2nd trailer for "Footloose"

I would like to sincerely appologize to the young people of today, on behalf of my generation. See, at a certain point in the mid-1980s, my generation gave waaaaaaaaay more money than was necessary to a really, really silly movie called “Footloose” in which Kevin Bacon played a kid from The Big City who moves to a rural community and liberates it’s oppressed youth by leading a charge against John Lithgow’s evil preacher and his insidious ban on… dancing. Yes, fine, it was obviously ‘freedom to dance’ as an obvious ham-fisted sexual-liberation metaphor; still kind of a dopey premise.

But, because we made it a hit back when, this new remake is being inflicted upon you now.
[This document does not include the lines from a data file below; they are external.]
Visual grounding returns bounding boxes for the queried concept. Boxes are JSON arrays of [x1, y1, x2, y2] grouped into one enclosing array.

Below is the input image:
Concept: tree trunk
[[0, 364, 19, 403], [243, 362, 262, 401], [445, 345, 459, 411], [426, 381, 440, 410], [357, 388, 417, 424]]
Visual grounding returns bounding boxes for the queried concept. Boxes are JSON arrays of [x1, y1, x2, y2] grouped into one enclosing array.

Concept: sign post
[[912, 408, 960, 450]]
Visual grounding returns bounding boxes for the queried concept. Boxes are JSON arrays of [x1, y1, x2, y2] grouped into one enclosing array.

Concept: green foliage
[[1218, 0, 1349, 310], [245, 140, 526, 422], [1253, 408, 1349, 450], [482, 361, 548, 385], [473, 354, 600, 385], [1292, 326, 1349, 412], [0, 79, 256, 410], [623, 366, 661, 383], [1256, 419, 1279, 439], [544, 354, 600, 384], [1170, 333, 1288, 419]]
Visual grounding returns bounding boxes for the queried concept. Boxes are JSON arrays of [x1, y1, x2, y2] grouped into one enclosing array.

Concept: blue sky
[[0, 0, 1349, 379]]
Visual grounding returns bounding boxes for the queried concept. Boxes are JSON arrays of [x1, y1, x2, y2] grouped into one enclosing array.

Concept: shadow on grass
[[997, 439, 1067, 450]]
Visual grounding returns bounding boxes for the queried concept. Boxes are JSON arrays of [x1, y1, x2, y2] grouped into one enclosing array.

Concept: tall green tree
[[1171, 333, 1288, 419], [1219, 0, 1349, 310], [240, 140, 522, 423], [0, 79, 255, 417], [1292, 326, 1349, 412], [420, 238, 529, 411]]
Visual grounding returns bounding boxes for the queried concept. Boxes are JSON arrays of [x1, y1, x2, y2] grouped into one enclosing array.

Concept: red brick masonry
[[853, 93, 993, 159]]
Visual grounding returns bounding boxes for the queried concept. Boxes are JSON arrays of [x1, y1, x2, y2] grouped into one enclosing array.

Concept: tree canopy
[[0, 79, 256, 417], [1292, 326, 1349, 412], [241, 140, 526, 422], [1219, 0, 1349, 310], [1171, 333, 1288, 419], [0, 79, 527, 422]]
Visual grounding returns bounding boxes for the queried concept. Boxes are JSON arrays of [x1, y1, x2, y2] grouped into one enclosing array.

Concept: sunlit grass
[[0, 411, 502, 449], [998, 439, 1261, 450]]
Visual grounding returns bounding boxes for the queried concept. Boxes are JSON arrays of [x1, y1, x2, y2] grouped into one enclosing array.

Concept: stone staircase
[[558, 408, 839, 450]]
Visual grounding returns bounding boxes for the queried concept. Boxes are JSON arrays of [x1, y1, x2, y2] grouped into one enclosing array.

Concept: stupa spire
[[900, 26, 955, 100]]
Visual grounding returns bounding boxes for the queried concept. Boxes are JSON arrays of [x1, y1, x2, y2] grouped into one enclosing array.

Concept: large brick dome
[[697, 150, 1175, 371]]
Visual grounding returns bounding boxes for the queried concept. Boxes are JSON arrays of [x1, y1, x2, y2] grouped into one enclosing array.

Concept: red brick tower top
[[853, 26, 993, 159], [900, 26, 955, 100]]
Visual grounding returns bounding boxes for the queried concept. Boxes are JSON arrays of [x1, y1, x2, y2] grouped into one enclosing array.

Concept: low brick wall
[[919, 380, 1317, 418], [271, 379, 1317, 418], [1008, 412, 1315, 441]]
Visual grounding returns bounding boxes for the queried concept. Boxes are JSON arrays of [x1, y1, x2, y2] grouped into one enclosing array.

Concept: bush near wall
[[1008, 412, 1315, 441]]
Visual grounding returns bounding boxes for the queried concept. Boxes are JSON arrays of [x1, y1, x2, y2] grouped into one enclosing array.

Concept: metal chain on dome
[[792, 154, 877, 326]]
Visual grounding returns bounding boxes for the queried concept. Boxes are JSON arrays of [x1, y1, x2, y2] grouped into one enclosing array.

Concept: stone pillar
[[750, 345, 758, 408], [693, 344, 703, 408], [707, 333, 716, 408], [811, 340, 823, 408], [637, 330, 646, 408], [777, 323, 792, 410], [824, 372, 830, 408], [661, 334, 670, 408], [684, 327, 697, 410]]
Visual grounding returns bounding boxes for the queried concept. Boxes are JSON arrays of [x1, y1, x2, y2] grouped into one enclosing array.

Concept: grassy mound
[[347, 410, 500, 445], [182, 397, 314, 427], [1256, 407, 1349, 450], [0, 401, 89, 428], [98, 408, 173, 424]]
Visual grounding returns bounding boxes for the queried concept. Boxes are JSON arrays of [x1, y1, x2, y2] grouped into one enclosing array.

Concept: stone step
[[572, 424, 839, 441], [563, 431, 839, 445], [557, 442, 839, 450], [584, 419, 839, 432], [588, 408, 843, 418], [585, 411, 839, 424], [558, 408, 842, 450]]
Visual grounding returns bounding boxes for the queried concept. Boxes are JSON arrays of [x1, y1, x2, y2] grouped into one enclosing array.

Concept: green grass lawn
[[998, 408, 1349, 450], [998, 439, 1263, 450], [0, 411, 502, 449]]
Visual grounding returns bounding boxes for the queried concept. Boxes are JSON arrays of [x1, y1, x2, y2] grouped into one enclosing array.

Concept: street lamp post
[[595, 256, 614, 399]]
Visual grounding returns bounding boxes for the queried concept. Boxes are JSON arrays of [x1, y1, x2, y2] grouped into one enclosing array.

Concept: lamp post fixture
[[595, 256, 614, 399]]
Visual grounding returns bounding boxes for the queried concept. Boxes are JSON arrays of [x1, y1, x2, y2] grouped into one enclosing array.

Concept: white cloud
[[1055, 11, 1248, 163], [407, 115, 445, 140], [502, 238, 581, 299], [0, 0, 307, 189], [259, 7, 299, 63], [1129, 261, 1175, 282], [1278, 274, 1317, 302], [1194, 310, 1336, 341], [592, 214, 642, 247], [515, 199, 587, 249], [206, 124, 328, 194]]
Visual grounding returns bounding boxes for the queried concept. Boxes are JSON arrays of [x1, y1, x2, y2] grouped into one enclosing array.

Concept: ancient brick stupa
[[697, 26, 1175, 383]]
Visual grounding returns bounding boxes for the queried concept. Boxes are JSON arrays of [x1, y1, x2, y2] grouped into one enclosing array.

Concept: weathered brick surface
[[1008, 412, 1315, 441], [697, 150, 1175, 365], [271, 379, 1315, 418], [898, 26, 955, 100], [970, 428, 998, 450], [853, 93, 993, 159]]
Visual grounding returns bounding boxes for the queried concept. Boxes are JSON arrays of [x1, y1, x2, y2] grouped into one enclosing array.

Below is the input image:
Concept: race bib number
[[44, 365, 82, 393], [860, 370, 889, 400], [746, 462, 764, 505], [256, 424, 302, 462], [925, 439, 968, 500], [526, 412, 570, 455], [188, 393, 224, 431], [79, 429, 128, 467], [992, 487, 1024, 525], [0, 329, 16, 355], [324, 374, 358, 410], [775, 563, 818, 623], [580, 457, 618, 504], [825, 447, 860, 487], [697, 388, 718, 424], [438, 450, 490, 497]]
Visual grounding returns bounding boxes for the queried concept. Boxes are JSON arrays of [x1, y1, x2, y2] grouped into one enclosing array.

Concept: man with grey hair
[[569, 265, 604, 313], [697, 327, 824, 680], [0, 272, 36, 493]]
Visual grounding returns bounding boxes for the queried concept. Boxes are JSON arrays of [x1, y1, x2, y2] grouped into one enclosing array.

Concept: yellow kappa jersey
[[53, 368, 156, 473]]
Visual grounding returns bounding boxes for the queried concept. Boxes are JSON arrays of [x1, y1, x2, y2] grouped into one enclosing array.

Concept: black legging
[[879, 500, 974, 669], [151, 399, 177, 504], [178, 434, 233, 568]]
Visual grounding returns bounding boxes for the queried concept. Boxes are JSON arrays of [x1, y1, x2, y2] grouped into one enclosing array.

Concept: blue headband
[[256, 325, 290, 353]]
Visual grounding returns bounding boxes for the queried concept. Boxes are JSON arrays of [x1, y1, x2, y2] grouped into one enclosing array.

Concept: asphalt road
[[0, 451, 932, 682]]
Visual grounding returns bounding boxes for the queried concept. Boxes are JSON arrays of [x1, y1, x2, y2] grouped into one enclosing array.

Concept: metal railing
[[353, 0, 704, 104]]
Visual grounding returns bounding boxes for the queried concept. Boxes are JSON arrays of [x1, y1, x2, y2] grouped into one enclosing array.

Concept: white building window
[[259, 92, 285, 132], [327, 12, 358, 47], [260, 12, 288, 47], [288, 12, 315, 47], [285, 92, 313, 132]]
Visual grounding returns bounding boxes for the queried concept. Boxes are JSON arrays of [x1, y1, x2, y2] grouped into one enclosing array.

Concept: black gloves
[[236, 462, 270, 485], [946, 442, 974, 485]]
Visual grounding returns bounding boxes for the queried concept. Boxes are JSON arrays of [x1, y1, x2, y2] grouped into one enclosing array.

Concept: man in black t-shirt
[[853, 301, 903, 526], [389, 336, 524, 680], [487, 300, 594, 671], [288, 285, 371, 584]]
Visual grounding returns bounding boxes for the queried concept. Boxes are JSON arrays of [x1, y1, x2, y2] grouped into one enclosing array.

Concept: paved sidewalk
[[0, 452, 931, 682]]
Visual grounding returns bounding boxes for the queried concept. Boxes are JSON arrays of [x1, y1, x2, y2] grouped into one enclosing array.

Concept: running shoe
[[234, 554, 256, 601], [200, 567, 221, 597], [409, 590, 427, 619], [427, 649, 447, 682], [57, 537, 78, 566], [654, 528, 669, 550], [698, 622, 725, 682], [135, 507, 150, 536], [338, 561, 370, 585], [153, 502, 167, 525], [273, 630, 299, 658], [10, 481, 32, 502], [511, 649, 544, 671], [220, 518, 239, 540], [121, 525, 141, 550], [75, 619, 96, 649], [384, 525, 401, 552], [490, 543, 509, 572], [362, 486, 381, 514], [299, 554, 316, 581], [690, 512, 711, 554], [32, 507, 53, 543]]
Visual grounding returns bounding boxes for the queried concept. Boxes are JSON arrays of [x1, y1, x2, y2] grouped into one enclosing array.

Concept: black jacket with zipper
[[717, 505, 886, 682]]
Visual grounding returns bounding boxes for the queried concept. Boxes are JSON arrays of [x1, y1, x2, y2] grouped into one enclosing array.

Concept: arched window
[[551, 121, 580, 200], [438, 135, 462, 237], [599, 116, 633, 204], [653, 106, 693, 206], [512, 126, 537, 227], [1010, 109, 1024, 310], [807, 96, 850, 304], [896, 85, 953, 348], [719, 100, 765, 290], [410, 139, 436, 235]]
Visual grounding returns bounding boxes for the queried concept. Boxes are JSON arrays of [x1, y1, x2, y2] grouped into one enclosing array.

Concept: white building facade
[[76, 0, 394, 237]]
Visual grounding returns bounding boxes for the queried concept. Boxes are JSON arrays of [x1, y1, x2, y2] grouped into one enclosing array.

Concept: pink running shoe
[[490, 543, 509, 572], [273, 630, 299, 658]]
And for that… I am sorry…

Anybody wanna buy a pitch for a reboot of “RAD?” Cause I could probably bang that out in a weekend for the right price…

Lone Ranger DIES, Austin Powers LIVES

GOOD NEWS! Disney’s megabuget update of “The Lone Ranger,” which had sounded like an impending disaster of “Green Lantern” proportions pretty-much from the beginning (it was to be a “reworking” of the franchise from “Pirates” director Gore Verbinski which focused primarily on Tonto, to be played by – of course – Johnny Depp, with the Ranger himself as the supporting-character) has fallen apart. Deadline reports that the problem was primarily one of budget – Disney is nervous about how much “John Carter” and Sam Raimi’s “Wizard of Oz” prequel are costing right now – but you can almost-certainly thank the lackluster performance of “Cowboys & Aliens” for nudging this one into the abyss.

BAD NEWS! Lemme blow your mind right now: It has been A DECADE since “Austin Powers: Goldmember;” and thus a decade since Austin Powers has appeared in movie theaters. Well, that’s about to change: HitFix’s Drew McWeeny has the big scoop that Mike Meyers has signed on to ressurect the character for a fourth film. I wonder… do people remember that the original “Austin Powers” actually dissapointed in theaters and didn’t become a massive smash until it hit video-rental?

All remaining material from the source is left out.